British painter Peter Davis – not to be confused with the differently excellent Peter Davies - has shown his abstract process paintings in London intermittently since the early 1990s, but I hadn’t seen much of him for real. He’s made a lot of work on aluminium car panels, but his latest series uses gloss paint on glass over the top of a coloured board. Little of the effect, I fear, comes over in reproduction but the objects themselves generate an eerily seductive glow which we lured me in to work out the cause, and then to encounter a natural-seeming emotional charge escaping from the rules of their making.


There were strong shows elsewhere in the city – Ryan Gander, Navid Nuur, Maaike Schoorel, Michiel Cuellars, Ryan McGinley, Terry Rodgers… - plus an Aselm Keifer installation in the Rijksmuseum, new displays in the ‘temporary Stedelik’ – both major museums remain in the throws of redevelopment - and also more new artists to be found dotted around the canals.
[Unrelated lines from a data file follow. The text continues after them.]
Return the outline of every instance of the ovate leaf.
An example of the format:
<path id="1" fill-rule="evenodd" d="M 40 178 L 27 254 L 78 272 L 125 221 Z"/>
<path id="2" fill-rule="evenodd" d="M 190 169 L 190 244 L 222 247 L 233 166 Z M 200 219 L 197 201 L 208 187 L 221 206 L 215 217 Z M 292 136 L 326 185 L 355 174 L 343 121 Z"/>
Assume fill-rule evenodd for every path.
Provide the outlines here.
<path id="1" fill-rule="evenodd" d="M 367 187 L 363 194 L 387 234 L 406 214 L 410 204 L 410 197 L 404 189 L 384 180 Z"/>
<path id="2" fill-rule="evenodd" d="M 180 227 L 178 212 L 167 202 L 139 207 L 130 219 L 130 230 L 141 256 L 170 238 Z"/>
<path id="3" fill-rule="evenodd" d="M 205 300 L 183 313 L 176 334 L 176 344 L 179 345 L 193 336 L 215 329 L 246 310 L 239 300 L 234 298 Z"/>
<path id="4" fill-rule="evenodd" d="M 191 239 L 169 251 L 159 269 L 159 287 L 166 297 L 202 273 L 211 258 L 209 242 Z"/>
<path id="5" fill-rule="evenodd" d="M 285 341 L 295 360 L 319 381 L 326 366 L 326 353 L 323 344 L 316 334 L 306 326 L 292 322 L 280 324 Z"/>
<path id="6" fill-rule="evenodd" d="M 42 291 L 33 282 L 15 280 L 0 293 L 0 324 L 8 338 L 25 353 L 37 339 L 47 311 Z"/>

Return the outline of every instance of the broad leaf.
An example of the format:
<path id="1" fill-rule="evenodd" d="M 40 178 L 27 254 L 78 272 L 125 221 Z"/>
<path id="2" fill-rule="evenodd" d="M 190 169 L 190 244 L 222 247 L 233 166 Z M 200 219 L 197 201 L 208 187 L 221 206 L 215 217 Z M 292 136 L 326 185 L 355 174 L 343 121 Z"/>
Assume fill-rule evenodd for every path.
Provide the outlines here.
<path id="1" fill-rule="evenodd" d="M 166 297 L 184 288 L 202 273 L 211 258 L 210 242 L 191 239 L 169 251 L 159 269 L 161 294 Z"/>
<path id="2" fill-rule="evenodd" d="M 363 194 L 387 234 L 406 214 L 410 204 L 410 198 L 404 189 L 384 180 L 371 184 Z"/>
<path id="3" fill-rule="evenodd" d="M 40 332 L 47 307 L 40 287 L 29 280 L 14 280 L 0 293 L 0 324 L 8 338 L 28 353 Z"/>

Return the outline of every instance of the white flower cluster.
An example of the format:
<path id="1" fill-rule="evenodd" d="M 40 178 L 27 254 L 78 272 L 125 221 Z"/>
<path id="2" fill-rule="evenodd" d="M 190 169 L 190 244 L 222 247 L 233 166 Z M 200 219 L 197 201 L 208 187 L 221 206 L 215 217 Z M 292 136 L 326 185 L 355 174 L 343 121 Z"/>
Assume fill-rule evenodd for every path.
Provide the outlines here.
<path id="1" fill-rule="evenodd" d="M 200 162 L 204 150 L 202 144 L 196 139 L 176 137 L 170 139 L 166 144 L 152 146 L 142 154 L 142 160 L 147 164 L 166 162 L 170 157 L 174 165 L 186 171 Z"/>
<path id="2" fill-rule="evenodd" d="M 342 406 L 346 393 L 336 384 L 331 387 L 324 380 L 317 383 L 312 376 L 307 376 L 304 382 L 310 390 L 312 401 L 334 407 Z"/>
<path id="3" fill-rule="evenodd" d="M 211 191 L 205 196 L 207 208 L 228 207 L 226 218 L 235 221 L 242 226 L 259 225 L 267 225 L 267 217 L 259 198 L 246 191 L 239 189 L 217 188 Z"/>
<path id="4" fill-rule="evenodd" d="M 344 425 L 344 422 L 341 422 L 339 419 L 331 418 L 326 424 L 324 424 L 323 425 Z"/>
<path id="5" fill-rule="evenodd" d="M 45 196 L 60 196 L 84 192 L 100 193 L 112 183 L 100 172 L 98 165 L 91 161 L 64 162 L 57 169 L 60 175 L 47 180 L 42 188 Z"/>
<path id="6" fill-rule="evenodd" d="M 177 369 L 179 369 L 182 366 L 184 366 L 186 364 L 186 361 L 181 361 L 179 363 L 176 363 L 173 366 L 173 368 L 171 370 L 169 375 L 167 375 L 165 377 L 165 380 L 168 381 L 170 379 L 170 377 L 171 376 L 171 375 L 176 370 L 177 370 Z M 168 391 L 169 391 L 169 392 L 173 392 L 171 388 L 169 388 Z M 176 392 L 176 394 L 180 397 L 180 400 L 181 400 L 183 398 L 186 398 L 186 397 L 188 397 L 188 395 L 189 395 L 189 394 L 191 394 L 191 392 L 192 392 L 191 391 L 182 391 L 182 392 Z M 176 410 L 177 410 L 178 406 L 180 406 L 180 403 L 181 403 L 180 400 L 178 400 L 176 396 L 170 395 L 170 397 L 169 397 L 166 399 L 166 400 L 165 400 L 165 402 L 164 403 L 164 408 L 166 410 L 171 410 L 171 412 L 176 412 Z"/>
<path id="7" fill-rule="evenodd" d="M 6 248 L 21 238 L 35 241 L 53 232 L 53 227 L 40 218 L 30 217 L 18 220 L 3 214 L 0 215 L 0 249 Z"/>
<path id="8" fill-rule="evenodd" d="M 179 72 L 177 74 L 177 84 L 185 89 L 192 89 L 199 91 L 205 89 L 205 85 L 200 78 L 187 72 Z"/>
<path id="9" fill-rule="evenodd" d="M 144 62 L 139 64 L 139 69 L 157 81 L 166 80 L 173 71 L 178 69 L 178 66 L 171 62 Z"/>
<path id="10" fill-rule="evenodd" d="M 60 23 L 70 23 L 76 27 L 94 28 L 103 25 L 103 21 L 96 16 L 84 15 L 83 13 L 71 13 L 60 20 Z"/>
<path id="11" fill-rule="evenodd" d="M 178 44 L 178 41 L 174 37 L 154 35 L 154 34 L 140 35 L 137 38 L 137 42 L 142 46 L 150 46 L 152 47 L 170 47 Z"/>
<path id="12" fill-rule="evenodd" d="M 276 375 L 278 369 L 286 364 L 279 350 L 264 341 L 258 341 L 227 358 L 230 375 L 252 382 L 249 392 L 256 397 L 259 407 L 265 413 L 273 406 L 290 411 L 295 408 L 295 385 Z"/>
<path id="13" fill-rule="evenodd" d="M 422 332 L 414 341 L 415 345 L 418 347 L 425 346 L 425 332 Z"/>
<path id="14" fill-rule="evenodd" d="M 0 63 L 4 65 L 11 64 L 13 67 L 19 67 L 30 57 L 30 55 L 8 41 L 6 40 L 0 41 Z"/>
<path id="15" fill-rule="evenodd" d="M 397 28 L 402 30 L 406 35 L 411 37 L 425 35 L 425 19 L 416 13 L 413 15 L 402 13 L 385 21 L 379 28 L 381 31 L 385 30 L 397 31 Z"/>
Here are three Dutch artists who appealed:



Dana Lixenberg: Fire Training Ground, Schiphol from ‘Set Amsterdam’ @ FOAM

One of the shows at the large and lively FOAM, a public photography institute which publishes the excellent journal of that name, was by the well-regarded New York resident Dana Lixenberg. In ‘Set Amsterdam’ she portrays her native city through landscapes and interiors emptied of people so as to resemble a film set, created by the lives soon due to retake centre stage. Possibly not the most original premise, but one which worked extremely well through the choice of elemental locations – from hostel to garbage incinerator to sex theatre – and the details on which she homed in.




Roderick Hietbrink: The Living Room @ Ron Mandos Gallery

The multimedia artist Roderick Hietbrink neatly combined photographs dealing with how the Chinese cover things in public spaces with a more local invasion of private space. His three channel video installation ‘The Living Room’ is set in the typically Dutch ‘doorzonwoning’ (literally ‘sun-through-house’), in which sunlight is maximised by means of a living room which stretches from the front of the house all the way to the back. The camera dwells a while on the furniture, potted plants, photos and personal possessions before a large oak tree invades in triple view, being dragged through the room to destructive effect.




Conny Kuilboer @ Actionfields Gallery, Belgium

The lively and centrally-placed Belgian cultural institute featured young artists from three galleries, including the Ghent-studying Dutch sculptor Conny Kuilboer, She most typically uses blankets, attracted by their warmth-giving yet constrictive character as well as the texture and available colours. The choice of such a constraining medium plays well with making unlikely connections, and here I liked the outlandish wit in the forcibly rough-cut link between animal and vegetable.